How to analyze Storage Subsystem Performance in SQL Server

Introduction

To improve performance, it is common for DBAs to search in each aspect except analyzing storage subsystem performance even though in many times, issues are, in fact, caused by poor storage subsystem performance. Therefore, I want to give you some tools and recommendation that you can use it to prevent your storage subsystem from being a performance issue for you.

In this article, I will cover how to measure and analyze your storage subsystem performance and how to test your storage subsystem including

Main metrics for storage performance
Operating System Tools to measure storage performance
SQL Server Tools to measure storage performance
Using SQL Server to test storage performance

Main metrics for storage performance:

In this section I will introduce the three main metrics for the most storage performance issues as follows:

Latency

Each IO request will take some time to complete this latency is measured in milliseconds (ms) and should be as low as possible
IOPS

IOPS means IO operations per second, which means the amount of reading or write operations that could be done in one second. A certain amount of IO operations will also give a certain throughput of Megabytes each second, so these two are related
Throughputs

The most common value from a disk manufacturer is how much throughput a certain disk can deliver. This number usually expressed in Megabytes / Second (MB/s), and it is simple to believe that this would be the most important factor

Operating System Tools to measure storage performance.

Two main basics Microsoft tools dedicated to analyzing the measure storage subsystem performance in Windows are windows performance monitor and windows resource monitor.

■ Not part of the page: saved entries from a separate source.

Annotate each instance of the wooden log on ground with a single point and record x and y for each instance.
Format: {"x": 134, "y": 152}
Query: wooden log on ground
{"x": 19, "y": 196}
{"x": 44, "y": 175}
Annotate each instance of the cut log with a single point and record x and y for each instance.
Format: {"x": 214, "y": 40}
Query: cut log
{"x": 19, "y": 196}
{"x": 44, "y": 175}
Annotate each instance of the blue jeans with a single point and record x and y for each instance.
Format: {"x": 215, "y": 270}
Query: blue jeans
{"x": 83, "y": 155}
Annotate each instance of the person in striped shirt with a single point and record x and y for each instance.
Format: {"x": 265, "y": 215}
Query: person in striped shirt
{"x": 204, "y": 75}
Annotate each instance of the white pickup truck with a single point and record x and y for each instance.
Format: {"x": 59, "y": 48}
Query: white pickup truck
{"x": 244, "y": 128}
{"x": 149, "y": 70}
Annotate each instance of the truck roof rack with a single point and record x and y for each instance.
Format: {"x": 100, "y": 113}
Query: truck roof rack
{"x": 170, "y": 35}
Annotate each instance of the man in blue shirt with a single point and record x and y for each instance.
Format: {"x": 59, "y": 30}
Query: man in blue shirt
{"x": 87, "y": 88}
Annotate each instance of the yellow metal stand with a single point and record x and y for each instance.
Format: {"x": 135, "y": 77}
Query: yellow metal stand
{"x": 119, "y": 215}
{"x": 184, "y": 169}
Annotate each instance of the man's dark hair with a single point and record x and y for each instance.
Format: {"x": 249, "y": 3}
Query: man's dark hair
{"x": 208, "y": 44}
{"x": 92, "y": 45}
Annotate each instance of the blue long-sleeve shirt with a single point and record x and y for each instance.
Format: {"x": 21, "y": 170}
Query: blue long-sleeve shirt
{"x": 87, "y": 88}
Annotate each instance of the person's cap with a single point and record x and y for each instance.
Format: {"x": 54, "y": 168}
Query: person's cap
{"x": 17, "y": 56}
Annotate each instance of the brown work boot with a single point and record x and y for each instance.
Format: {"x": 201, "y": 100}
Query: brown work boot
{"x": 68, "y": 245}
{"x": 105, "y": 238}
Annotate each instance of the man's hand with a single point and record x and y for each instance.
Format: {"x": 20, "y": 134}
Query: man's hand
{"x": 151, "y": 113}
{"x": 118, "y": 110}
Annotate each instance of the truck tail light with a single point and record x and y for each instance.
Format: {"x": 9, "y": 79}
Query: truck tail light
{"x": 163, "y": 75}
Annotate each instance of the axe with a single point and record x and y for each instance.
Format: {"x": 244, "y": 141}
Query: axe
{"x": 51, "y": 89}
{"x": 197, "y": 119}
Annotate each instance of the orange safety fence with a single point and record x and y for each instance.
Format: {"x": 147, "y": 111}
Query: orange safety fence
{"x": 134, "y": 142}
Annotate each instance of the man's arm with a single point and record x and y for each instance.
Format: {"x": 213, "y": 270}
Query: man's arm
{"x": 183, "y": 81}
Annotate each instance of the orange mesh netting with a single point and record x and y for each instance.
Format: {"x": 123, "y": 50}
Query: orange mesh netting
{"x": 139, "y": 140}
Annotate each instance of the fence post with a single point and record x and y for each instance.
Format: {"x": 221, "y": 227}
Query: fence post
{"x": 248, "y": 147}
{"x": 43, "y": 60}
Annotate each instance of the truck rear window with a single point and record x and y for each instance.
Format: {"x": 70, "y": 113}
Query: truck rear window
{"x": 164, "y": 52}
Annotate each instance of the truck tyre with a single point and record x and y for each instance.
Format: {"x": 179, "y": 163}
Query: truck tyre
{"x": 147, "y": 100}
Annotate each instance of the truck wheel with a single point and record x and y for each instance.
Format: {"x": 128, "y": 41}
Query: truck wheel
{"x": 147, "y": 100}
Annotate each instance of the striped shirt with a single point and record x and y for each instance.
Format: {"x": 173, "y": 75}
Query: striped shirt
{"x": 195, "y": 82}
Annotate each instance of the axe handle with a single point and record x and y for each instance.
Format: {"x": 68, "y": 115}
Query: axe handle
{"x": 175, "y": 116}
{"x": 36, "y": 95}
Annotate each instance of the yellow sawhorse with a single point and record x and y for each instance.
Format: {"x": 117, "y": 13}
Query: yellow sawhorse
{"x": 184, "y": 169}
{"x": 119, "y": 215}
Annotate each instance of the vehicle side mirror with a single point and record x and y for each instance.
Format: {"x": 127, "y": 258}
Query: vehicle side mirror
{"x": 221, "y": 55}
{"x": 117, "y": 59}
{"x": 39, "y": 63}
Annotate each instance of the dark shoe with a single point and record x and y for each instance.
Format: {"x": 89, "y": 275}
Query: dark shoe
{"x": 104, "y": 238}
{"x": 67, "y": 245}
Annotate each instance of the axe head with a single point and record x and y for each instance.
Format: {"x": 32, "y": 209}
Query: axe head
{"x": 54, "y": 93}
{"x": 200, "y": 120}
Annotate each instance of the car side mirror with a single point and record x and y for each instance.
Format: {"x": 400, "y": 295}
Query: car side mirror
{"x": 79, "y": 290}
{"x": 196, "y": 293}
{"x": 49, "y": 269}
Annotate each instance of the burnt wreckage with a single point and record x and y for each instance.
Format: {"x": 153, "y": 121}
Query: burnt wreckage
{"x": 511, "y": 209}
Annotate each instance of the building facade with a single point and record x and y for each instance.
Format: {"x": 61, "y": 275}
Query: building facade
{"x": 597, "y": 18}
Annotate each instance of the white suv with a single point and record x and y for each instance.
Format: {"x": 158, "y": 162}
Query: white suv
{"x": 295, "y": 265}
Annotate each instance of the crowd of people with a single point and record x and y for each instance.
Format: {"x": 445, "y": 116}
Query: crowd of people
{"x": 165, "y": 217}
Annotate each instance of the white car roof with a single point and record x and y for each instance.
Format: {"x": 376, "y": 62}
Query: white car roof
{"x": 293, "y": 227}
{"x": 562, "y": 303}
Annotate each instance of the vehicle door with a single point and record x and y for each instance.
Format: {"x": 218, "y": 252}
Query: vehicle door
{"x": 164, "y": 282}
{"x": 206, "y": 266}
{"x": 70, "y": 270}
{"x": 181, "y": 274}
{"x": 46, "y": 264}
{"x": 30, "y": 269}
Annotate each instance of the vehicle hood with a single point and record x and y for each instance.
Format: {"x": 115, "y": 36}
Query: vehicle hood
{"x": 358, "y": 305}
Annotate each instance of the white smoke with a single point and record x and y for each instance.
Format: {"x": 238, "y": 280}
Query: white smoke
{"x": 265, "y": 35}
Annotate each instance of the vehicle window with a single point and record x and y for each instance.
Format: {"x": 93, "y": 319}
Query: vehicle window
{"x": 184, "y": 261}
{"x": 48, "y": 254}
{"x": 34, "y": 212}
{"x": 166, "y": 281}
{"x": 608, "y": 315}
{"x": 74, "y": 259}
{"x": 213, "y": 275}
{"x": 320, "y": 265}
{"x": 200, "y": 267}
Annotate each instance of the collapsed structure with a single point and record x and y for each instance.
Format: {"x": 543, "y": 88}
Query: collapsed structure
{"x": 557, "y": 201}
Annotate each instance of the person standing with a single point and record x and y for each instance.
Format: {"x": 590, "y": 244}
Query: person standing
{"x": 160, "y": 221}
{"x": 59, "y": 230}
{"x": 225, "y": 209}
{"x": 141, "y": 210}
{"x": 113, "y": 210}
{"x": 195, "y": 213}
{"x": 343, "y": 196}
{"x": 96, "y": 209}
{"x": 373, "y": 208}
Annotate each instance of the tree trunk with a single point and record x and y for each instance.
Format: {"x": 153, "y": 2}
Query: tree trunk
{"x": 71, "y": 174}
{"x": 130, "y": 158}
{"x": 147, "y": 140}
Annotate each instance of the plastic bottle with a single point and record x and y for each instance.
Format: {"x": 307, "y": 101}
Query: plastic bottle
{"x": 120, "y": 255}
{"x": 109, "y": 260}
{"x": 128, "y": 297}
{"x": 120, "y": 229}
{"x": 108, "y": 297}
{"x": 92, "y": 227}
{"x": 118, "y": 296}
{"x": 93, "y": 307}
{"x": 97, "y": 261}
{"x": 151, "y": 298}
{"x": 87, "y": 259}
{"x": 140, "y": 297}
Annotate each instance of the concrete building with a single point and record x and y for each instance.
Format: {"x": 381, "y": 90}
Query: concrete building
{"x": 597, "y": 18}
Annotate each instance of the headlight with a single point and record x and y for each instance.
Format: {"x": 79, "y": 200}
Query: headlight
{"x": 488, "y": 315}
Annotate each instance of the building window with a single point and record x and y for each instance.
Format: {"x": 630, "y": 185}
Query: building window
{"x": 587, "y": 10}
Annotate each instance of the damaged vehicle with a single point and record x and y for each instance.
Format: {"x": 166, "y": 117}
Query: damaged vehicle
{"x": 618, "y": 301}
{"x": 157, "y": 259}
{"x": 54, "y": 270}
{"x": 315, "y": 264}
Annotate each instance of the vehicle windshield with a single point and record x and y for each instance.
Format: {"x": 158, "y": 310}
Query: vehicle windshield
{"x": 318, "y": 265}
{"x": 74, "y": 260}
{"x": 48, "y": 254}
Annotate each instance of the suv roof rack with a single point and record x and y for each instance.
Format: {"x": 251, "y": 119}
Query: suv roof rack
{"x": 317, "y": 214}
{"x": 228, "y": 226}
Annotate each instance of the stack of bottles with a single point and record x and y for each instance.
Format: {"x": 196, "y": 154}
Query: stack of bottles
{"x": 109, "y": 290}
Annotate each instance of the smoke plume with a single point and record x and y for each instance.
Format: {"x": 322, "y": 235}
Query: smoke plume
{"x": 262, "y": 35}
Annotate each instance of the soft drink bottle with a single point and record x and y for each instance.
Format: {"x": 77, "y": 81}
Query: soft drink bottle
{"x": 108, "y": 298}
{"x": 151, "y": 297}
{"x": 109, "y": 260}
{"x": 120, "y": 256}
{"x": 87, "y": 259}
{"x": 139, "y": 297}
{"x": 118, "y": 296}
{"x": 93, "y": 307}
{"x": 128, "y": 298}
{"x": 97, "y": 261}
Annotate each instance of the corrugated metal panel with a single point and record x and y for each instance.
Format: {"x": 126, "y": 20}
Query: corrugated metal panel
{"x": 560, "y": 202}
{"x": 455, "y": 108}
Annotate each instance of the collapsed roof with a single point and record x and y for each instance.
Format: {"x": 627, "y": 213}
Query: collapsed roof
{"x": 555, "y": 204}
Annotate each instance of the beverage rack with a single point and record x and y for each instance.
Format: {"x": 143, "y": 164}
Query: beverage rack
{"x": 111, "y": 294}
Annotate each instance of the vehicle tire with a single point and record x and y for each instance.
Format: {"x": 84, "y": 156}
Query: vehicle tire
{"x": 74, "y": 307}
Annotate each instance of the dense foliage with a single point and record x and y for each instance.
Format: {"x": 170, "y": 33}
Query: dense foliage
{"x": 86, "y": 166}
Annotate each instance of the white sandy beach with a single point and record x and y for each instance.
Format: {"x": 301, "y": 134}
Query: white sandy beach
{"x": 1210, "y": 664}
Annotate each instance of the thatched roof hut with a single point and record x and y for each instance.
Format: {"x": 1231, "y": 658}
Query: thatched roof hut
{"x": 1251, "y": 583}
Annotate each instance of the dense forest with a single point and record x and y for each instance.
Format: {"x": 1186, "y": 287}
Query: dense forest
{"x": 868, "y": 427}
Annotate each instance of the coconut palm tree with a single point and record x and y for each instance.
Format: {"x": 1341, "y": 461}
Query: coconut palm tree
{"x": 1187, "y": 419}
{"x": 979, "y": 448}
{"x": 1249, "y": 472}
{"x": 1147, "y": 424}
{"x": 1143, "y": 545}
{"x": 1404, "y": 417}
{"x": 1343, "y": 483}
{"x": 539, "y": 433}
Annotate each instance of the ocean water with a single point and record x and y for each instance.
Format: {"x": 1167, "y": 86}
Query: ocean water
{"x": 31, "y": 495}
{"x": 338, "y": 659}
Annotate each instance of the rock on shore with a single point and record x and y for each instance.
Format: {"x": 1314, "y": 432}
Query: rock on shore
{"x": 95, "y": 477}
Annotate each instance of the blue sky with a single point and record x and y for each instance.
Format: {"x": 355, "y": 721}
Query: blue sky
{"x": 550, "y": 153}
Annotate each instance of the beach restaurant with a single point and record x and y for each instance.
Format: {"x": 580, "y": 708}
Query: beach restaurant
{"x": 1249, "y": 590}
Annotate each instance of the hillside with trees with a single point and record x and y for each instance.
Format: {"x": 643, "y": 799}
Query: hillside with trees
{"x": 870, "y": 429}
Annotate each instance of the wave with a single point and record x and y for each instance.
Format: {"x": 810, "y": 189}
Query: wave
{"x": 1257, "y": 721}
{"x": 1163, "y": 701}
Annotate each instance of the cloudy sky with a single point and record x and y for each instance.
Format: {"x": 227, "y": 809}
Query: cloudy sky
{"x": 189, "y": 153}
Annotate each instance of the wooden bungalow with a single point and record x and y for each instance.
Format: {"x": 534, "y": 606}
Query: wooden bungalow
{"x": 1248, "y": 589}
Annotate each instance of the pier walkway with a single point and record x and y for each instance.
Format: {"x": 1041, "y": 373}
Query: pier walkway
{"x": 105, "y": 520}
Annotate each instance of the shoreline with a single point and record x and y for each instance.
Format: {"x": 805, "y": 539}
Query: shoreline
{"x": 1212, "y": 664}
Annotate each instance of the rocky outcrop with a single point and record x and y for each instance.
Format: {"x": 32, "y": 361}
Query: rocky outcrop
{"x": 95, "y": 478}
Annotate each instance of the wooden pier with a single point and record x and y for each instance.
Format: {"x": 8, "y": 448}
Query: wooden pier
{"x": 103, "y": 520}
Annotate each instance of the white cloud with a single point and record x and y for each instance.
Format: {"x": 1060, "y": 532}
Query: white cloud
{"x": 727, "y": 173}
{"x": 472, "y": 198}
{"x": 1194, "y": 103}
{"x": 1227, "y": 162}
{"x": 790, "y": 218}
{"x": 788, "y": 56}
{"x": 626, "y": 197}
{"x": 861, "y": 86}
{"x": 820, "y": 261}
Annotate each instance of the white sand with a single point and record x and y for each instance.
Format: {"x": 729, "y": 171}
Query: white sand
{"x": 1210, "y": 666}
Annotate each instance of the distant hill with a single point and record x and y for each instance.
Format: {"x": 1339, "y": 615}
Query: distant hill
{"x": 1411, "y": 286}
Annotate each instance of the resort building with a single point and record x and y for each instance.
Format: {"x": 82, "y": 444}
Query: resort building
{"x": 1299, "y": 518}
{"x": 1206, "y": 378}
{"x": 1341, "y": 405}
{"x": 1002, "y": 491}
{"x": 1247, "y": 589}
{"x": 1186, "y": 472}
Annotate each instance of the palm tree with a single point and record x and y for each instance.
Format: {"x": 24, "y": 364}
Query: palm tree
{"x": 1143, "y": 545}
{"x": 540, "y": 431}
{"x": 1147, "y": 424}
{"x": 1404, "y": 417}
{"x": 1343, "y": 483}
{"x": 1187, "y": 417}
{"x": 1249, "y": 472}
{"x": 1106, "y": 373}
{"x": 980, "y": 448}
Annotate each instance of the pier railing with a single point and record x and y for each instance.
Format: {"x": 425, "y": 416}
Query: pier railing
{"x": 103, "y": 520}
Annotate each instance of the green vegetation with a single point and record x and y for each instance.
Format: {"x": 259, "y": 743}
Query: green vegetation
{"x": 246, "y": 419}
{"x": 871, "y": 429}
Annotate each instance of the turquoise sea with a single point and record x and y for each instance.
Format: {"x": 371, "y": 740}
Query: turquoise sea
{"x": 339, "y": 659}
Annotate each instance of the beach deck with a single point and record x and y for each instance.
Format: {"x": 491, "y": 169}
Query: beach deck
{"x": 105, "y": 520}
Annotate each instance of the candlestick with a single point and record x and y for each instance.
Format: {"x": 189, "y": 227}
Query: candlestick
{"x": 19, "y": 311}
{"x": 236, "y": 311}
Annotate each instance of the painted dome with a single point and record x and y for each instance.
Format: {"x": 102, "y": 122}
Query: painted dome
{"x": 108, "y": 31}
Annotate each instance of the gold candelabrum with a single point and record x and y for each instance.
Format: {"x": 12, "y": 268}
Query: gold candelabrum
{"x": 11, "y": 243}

Windows Performance Monitor is a Microsoft Management Console (MMC) that you can use to monitor application and hardware performance in real time. It also provides a disk-level disk performance monitor. For more details, look it here Overview of Windows Performance Monitor

Figure 1 – Windows Performance Monitor

Microsoft Windows Resource Monitor displays information about the use of hardware (CPU, memory, disk, and network) and software (file handles and modules) resources in real time. However, it differs from Windows Performance Monitor as it provides you with information on the file-level

Figure 2 – Windows Resource Monitor

SQL Server Tools to measure storage performance.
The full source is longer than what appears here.